Parfois, comme ce soir, parce que je ne parviens plus à dire, que la parole s'est érodée jusqu'au silence, jusqu'au vide, jusqu'au blanc. Parfois, comme ce soir, je pressens -en buée, fumée, vertige, spasmes- l'existence d'une « langue usée ». Langue intermédiaire entre la langue morte et la langue vivante. Langue épuisée, somnolente dans la bouche des muets. Langue jamais reposée, jamais tranquille, jamais neuve. Langue d'infirmes. Langue de trop tôt, langue couleur de la nuit interdite et du matin maussade.

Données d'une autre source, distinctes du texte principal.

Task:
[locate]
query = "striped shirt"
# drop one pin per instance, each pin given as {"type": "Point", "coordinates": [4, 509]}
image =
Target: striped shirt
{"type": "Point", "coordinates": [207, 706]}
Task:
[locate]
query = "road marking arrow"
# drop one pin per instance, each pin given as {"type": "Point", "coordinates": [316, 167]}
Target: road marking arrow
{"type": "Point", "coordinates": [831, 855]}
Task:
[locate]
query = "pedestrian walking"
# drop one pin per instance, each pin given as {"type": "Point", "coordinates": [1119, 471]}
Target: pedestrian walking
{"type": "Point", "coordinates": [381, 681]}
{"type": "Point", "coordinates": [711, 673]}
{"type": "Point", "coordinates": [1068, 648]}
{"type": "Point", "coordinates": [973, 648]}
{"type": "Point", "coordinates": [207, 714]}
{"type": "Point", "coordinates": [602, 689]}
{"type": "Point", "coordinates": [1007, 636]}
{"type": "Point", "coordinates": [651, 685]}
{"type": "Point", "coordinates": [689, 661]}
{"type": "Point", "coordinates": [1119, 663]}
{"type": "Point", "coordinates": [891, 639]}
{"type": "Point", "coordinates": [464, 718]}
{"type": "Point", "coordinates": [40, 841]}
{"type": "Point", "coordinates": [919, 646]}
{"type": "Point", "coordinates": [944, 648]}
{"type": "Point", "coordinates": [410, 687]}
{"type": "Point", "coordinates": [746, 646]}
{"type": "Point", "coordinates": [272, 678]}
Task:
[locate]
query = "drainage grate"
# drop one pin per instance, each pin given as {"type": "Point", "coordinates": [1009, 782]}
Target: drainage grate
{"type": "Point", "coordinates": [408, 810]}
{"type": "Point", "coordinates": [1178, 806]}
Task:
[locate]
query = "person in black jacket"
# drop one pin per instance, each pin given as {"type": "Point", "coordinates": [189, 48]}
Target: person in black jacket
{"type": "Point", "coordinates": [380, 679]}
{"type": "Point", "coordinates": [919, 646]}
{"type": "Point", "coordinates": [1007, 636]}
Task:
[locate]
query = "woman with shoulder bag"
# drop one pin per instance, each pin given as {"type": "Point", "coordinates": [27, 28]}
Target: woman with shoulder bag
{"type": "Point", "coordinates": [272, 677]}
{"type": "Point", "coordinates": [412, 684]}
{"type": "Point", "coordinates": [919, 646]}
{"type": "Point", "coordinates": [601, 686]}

Langue à l'horizon -l'infini- effondré, brisé, courbé comme une prison de signes définitifs, de condamnations définitives, de lois constitutionnelles. Langue de lenteur. Langue administrative. Langue frustrée. Plus jamais langue du tout là-bas exotique, de la peur, des animaux sauvages et de la fuite mais langue dressée, limée, étriquée et descriptive. Langue dépassée, presque oubliée. Langue mortelle, langue maigre mais non pas langue affamée, langue sèche, désertique mais non pas langue assoiffée, mais non pas langue orageuse. Langue incapable d'avouer son désastre, langue terminée, achevée, close et pâle. Langue de bagnards, de bègues et de paralytiques.

Voilà ce soir la langue - usée - que je parle : langue de condamné à mort, d'excommunié. Enfin, langue de banquier ou d'écrivain à succès.

 

 

(...)

 

Le poète doit parler une langue fragile. Une langue insoupçonnable.